While looking at the Timer documentation I ran across the following example with this comment:
// Normally, the timer is declared at the class level,
// so that it stays in scope as long as it is needed.
// If the timer is declared in a long-running method,
// KeepAlive must be used to prevent the JIT compiler
// from allowing aggressive garbage collection to occur
// before the method ends. You can experiment with this
// by commenting out the class-level declaration and
// uncommenting the declaration below; then uncomment
// the GC.KeepAlive(aTimer) at the end of the method.

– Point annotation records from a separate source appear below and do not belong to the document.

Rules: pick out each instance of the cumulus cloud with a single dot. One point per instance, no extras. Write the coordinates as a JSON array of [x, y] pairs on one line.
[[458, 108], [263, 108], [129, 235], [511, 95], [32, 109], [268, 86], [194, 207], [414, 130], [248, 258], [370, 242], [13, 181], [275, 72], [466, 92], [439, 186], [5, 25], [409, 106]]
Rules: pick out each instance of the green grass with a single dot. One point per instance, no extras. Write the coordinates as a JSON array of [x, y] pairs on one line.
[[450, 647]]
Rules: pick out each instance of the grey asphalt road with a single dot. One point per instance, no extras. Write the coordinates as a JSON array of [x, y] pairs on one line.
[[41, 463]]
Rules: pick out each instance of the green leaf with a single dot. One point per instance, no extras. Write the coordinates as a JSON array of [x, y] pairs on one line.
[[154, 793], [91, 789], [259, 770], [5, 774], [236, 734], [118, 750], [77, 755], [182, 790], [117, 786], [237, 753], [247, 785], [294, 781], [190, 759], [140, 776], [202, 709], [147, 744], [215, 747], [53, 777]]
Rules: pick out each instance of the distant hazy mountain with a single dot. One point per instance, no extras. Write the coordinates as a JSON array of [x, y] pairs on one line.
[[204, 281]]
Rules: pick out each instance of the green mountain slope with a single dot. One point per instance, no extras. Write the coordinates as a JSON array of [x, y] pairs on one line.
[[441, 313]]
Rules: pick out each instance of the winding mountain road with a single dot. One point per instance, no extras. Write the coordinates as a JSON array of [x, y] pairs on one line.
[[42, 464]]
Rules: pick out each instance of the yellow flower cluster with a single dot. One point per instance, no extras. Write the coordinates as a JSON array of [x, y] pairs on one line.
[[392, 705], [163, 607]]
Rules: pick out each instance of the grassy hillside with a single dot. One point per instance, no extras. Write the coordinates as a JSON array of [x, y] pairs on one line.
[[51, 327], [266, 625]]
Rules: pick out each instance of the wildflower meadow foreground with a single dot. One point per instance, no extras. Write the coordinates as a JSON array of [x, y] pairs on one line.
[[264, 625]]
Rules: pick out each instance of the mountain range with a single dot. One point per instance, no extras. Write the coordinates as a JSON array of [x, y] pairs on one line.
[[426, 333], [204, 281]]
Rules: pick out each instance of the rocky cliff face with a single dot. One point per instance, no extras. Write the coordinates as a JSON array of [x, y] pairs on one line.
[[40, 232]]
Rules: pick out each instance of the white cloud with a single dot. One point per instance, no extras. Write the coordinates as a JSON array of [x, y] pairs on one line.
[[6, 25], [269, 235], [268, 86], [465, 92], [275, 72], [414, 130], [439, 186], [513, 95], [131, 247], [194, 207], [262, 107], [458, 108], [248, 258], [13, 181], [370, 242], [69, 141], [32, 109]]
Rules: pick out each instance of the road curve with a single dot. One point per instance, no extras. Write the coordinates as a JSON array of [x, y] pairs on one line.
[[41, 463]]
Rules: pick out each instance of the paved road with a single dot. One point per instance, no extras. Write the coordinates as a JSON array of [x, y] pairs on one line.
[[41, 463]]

//System.Timers.Timer aTimer;
code in between
// If the timer is declared in a long-running method, use
// KeepAlive to prevent garbage collection from occurring
// before the method ends.
//GC.KeepAlive(aTimer);
Does this mean that the GC in C# is allowed to garbage collect local variables even if it would have side effects? Presumably because I'm not accessing the timer afterwards again the GC can collect it earlier?
Not sure I'm a fan of such an optimization if I understand this correctly (but then I probably don't ;) )
Yes, GC might collect local variable before ending of the scope, as soon as after last use of the variable. Putting GC.KeepAlive at the end of the method ensures that the variable will be 'alive' until the KeepAlive call.
C# is imperative language so the GC hasn't been designed to know anything about side effects.